The concern about the level of visibility afforded to gambling companies during football matches isn’t limited to the potential effect on adults with gambling issues. It also extends to the level of exposure that children and young teenagers receive. Some, but not all, of the teams who have gambling-related sponsorship offer replica kits for sale to young fans free of the gambling logos. Even in those cases, though, young fans still see the advertising during games. It is illegal to market gambling towards children in the United Kingdom, just as it is in the rest of Europe. Some feel that the presence of gambling sponsors on football shirts is a violation of those laws.

Because of the ongoing controversy, there have been some suggestions that gambling firms are willing to back out of the market voluntarily. Despite the way that the industry is viewed in some quarters of the press, the more reputable firms have a history of funding counseling for gambling addiction, and also voluntarily stepping away from areas of controversy if public opinion turns against them. This could be one such example. Earlier in the week, it was revealed that The Betting and Gaming Council, which speaks for 90% of all gambling companies in the United Kingdom, has revealed that there’s an ongoing discussion within the industry to pull sponsorship from shirts once all currently-agreed deals expire.

Before charities and campaign groups could even voice their thoughts on the proposal, though, there was news from one of the senior figures in English football that seemed to directly contradict the statement that the Betting and Gaming Council had put out only hours before. Richard Masters, who replaced Richard Scudamore as the Premier League’s Chief Executive last December, said that the league was ‘not sniffy about gambling sponsors,’ and added that he didn’t see an issue as the league itself doesn’t have an official gambling partner. Shirt sponsorship, according to Masters, is a matter for individual clubs.

There’s also the question of who will plug the gap if the gambling companies do walk away. Although Premier League clubs earn many millions of pounds each season, the majority of them spend almost everything they earn in the battle to either stay in the division or compete at its higher echelons. A sudden and sharp drop in income become of the loss of major sponsorship partners would likely be all that it takes to put at least some clubs in the top two divisions of football in serious financial difficulty. John Coates, who owns both Bet365 and Stoke City, says that the club couldn’t survive without the money that Bet365 pays to it for sponsorship purposes and that there were no other sponsors available willing to pay anything like the amount that Bet365 does for the advertising space. Although his position is unique due to his connection to both entities, it would be reasonable to suspect that many clubs are in a similar position.
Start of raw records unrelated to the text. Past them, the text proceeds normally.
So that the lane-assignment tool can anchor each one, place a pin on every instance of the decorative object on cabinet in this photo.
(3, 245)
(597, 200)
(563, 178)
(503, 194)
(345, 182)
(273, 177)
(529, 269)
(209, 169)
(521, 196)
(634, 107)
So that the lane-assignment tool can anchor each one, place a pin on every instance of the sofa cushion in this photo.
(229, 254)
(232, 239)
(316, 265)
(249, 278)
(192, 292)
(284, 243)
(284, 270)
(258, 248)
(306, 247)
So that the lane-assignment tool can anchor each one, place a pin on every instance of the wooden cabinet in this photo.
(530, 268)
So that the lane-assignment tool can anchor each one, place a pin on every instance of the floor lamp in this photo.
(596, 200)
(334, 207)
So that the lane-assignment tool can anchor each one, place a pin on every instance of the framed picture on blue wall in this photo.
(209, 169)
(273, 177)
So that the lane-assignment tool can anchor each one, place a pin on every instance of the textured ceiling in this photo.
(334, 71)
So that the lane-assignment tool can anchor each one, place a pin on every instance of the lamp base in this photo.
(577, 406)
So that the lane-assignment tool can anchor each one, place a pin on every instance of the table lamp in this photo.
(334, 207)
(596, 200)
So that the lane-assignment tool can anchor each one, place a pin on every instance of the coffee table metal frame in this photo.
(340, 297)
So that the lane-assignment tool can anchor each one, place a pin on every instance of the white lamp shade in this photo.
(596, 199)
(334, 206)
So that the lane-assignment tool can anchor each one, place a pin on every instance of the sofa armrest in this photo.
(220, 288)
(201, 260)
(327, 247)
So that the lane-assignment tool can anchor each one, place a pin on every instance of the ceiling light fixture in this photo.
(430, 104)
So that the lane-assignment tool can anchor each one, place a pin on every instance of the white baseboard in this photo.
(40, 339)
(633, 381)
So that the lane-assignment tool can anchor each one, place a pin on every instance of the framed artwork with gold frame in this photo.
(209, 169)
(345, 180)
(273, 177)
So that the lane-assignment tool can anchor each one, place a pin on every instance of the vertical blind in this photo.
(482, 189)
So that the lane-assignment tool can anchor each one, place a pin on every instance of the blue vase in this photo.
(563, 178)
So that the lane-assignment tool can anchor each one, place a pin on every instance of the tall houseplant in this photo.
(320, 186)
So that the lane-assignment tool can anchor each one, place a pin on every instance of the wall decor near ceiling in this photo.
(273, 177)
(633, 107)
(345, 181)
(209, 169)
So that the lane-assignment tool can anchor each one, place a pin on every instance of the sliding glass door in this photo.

This isn’t an issue that will be resolved immediately. Many of the current shirt sponsorship partners of the Premier League’s clubs have contracts that run for two or more years to come, and there’s no appetite to implement rules that would jeopardize or make illegal any of those arrangements. There’s also the far-from-trivial matter that no laws have been broken, and so the matter is one of perceived morality rather than legality. Gambling sponsors on football shirts will stick around for now, but five seasons from now? Don’t bet on it.